That is the message from disappointed junior doctors’ representatives after many trainees experienced issues with the process – including regarding the verification of self-assessments, changing scoring criteria and unclear guidance for trainees.
Representatives from the BMA’s JDC (junior doctors committee), ASiT (the Association of Surgeons in Training) and British Orthopaedic Trainees Association said the issues have resulted in a vast number of applicants having their scores downgraded in a manner which appears inconsistent and often subjective. They said the experience of trainees ‘falls short of the agreed core principles of transparency, consistency and equity’ pledged by HEE (Health Education England) and other national bodies, and have called for immediate action to remedy the issues.
Last month representatives from the JDC and senior members of ASiT met with HEE and MDRS (Medical and Dental Recruitment and Selection) to discuss the problems.
They proposed a number of actions, including that the appeals window for applicants be extended by at least one week, an urgent clarification on how consistently evidence has been counted in or out and the establishment of a short life working group to clearly define, formalise and explain the evidence requirements ahead of remarking of all contested scores.
The representatives also urged HEE to put in place a resubmission window to allow applicants to upload evidence meeting any specific requirements that were not originally stated and are upheld in the review or that was missing but already exists and for communications to all applicants informing them of the ability to appeal.
A joint statement from the JDC and ASiT said: ‘Although the appeals deadline was extended and communicated to all applicants – which we welcome – our other proposals were unfortunately rejected by HEE and MDRS due to a belief that the existing appeals process will mitigate for any issues, and that there have been no systemic issues with the process.

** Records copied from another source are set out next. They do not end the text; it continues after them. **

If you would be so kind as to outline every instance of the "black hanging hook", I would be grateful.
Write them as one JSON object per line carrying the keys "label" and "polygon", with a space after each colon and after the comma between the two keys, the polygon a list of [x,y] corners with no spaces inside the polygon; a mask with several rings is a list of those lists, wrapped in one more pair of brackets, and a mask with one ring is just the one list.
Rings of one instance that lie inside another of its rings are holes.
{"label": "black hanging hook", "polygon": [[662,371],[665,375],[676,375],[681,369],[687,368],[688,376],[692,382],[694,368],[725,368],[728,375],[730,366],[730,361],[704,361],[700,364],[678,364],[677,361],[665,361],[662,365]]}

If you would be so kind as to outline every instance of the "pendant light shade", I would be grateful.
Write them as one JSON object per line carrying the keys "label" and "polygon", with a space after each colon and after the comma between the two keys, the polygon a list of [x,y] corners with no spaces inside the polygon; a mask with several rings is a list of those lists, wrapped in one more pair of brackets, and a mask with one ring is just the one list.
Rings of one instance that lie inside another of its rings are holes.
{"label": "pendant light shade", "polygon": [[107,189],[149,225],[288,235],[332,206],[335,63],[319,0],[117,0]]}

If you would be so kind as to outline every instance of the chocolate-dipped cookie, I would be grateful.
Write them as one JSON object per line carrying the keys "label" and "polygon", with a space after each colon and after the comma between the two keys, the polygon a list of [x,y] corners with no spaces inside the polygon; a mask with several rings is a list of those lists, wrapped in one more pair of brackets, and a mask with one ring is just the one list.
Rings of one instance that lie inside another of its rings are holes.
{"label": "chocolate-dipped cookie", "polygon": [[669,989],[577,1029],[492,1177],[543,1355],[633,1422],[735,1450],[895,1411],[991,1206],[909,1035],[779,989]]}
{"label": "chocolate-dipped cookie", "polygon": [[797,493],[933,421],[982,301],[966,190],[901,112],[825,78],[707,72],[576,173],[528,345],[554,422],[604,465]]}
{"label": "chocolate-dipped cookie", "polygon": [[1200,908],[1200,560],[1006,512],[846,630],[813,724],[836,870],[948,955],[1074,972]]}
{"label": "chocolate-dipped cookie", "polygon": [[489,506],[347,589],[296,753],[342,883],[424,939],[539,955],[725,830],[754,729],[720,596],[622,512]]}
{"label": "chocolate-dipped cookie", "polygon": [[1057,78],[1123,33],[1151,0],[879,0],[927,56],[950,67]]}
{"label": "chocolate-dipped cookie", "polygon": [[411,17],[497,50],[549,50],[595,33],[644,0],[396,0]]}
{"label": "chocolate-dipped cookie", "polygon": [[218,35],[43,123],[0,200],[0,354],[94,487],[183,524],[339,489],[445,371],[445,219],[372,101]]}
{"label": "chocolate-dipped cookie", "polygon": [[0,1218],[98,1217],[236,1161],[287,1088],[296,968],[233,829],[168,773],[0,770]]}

They also wished to mimic the normal recruitment process in the virtual environment, and so rejected the idea of allowing any supplementary uploading of material to support an appeal.
‘They insisted that the information provided to applicants had been sufficiently clear, and that issues with evidence were due to the documents uploaded, not their interpretation by the panels, which they believe to have been consistent throughout the process.
‘We feel this represents both a failure to hear trainees’ concerns and a missed opportunity to use the virtual assessment process to deliver improvements over traditional methods. We believe that self-assessment cannot be used unverified in isolation for recruitment at any stage: all applicants should have their evidence verified before long-listing cut-offs are applied to ensure a consistent and equitable process for all applicants.’
The statement continued: ‘Whilst we understand running training recruitment systems and processes are challenging in the current pandemic, more flexibility, thought and planning are needed to ensure they are delivering an equitable and transparent system for all trainees.
‘Trainees are under considerable pressures, this year more than ever, juggling intense clinical work, personal life upheaval and the mental load of the pandemic; they should not have to contend with more uncertainty and system-driven stress.’